Two vulnerabilities in the User Portal of XG Firewall were recently discovered and responsibly disclosed to Sophos. They were reported via the Sophos bug bounty program by an external security researcher. Both vulnerabilities were post-authentication command injection vulnerabilities and have been fixed.

The remediation prevented authenticated users from remotely executing arbitrary code. There was no evidence that the vulnerabilities were exploited and to our knowledge no customers are impacted.

There is no action required for XG Firewall customers with the "Allow automatic installation of hotfixes" feature enabled.
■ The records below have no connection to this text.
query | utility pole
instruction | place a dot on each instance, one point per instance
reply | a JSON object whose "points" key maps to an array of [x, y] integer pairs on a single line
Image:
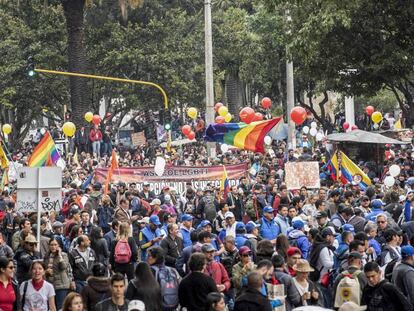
{"points": [[208, 37], [290, 94]]}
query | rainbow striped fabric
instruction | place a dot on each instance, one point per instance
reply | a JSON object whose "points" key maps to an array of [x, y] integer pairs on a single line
{"points": [[45, 153], [241, 135]]}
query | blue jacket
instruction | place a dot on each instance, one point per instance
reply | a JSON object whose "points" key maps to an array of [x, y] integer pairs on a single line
{"points": [[185, 233], [298, 239], [240, 240], [373, 215], [269, 230]]}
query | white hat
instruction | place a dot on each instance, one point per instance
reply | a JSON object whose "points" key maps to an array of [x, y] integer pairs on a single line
{"points": [[351, 306], [136, 305]]}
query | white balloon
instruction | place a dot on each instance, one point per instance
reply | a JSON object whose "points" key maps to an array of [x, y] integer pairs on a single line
{"points": [[389, 181], [268, 140], [319, 136], [224, 148], [159, 166], [395, 170]]}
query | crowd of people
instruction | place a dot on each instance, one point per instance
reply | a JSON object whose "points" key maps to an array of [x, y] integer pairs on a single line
{"points": [[258, 247]]}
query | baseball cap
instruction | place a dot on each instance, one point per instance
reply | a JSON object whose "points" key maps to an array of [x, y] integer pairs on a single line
{"points": [[240, 226], [407, 251], [321, 214], [57, 224], [377, 203], [155, 202], [251, 225], [298, 224], [244, 250], [292, 251], [327, 231], [268, 209], [207, 248], [348, 228], [155, 220], [186, 217], [355, 255], [136, 305]]}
Enabled is the default setting.

Applies to the following Sophos product(s) and version(s)

• Sophos XG Firewall v18.0 MR1-Build396 and older
• Sophos XG Firewall v17.5 MR12 and older

Remediation

• Hotfix for v17.5 MR3, v17.5 MR8 through MR12, and v18.0 GA through MR2 published on August 7, 2020
• Fix included in v17.5 MR13 and v18.0 MR3
• Users of older versions of XG Firewall are required to upgrade to receive this fix
• Additionally, Sophos recommends that XG Firewall customers upgrade to SFOS v18

Related information

https://cve.mitre.org/cgi-bin/cvename.cgi?name=CVE-2020-17352

Errata

A previous version of this article incorrectly stated that hotfixes were only released for v18.0 GA through MR1-Build396. It has been corrected to indicate that v18.0 MR2 received a hotfix as well.